RAVENNA FESTIVAL / Il concerto di Muti, un rito dal significato unico | la CRONACA di RAVENNA

RAVENNA FESTIVAL / Il concerto di Muti, un rito dal significato unico

Lo spettacolo si è aperto con l’Inno d’Italia, che è risuonato specialmente toccante in questo contesto

22 giugno 2020 - È stato un rito quello che si è compiuto sotto le stelle del cielo ravennate, tra le mura antiche della Rocca: il rito consueto, che si ripete a ogni concerto, ma che in questo caso ha assunto un significato più profondo, unico.
La serata del 21 giugno, con l’inaugurazione del Ravenna Festival, ha segnato un nuovo inizio dopo l’incubo della pandemia; ha rivolto un messaggio al mondo intero da parte di una città che, come Riccardo Muti ha dichiarato in apertura del concerto, è apparentemente piccola, ma è stata tre volte capitale, possiede tesori inestimabili, otto dei quali dichiarati dall’Unesco patrimonio dell’umanità, è ben consapevole del suo passato e conserva tutto il suo ardore.

Con un officiante di raro carisma e di sapienza straordinaria come Muti, il rito si è svolto al più alto livello in tutte le sue componenti. Di grande qualità la prova dell’Orchestra Giovanile Luigi Cherubini, duttile, precisa e compatta nonostante il disagio provocato dalla distanza obbligata tra i musicisti e dai leggii singoli, invece che a due, che rendevano complicato anche il semplice gesto di girare le pagine di musica.
Ammaliante il soprano Rosa Feola, voce tornita dal timbro caldo, impeccabile nei passi di agilità e finemente espressiva nel cogliere il carattere delle pagine mozartiane che ha interpretato, dall’esuberante invito alla gioia del mottetto “Exsultate, jubilate” K 165, composto da un Mozart appena diciassettenne, all’estatica contemplazione della nascita di Cristo in “Et incarnatus est”, che è parte della sublime Messa in do minore K 427.

Su tutto, la maestria di Riccardo Muti, che tra i pilastri della sua fama mondiale conta proprio l’eccellenza delle interpretazioni mozartiane; Muti ha creato incantevoli equilibri sonori tra l’Orchestra e Rosa Feola nei due brani con il soprano (da citare, oltre agli impeccabili archi, i fiati altrettanto inappuntabili e tra questi in particolare il primo flauto, Viola Brambilla, e il primo oboe, Linda Sarcuni) e ha scolpito la Sinfonia n. 41 K 551, la “Jupiter”, in un vivido rapporto tra i piani sonori, sottilmente calibrato, e con un’eloquenza che onorava in pieno la grandezza olimpica del brano; quella che ha ispirato a posteriori il nome della Sinfonia, intitolata al re degli dei.

Il concerto si era aperto con l’Inno d’Italia, che è risuonato specialmente toccante in questo contesto, di una rinascita che si estende a tutto il Paese; in apertura di programma si è ascoltata invece la Rêverie op. 24, prima breve pagina sinfonica composta nel 1898 dal russo Aleksandr Skrjabin.

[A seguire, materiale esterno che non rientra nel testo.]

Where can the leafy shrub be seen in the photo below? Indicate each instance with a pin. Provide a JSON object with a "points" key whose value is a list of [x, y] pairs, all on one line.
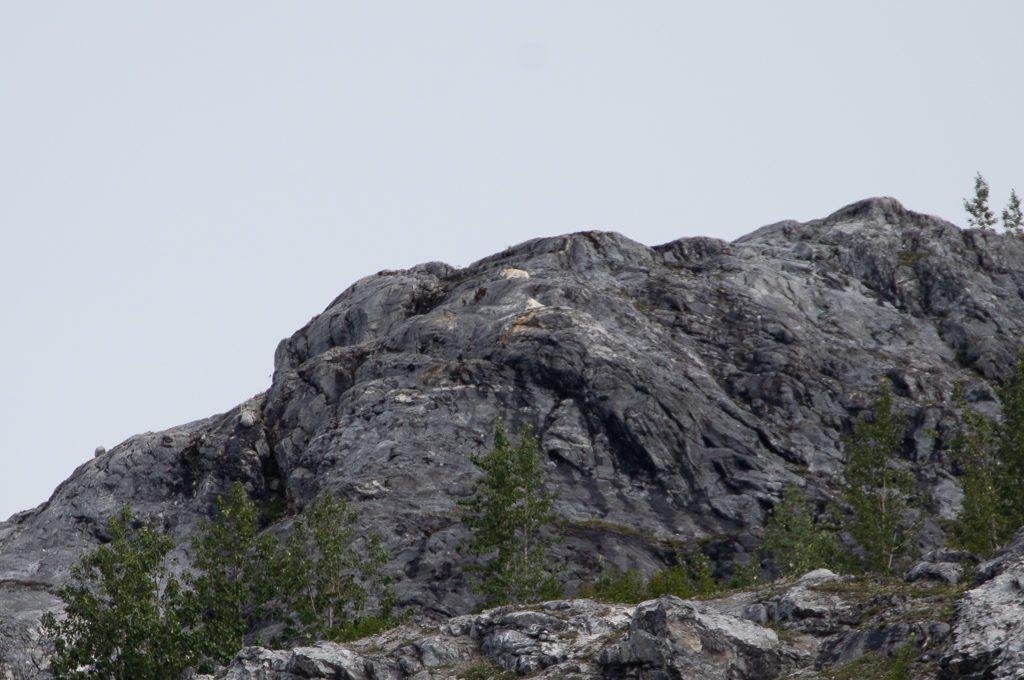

Un brano di avvolgente atmosfera tardoromantica, il cui titolo significa sogno oppure sogno a occhi aperti, posto al principio della serata per simboleggiare quel sogno che abbiamo vissuto e che, come Muti ha dichiarato, «speriamo che diventi una nuova, bella e positiva realtà».

Entusiasta il pubblico, che si era conteso i 300 posti disponibili all’interno della Rocca Brancaleone e che comprendeva alcune delle maggiori autorità dello Stato e degli enti locali: la presidente del Senato Maria Elisabetta Alberti Casellati, il ministro dei Beni e attività culturali e del Turismo Dario Franceschini, il governatore dell’Emilia-Romagna Stefano Bonaccini, l’assessore regionale Andrea Corsini, il sindaco di Ravenna Michele De Pascale e, con loro, il direttore del distretto centro settentrionale dell’Eni Alberto Manzati e Audrey Azoulay, direttore generale dell’Unesco, visibilmente commossa alla fine della serata.

Il concerto, alla cui prova generale abbiamo assistito venerdì 19, è stato il primo diffuso in diretta streaming su ravennafestival.live, in collaborazione con Riccardo Muti Music.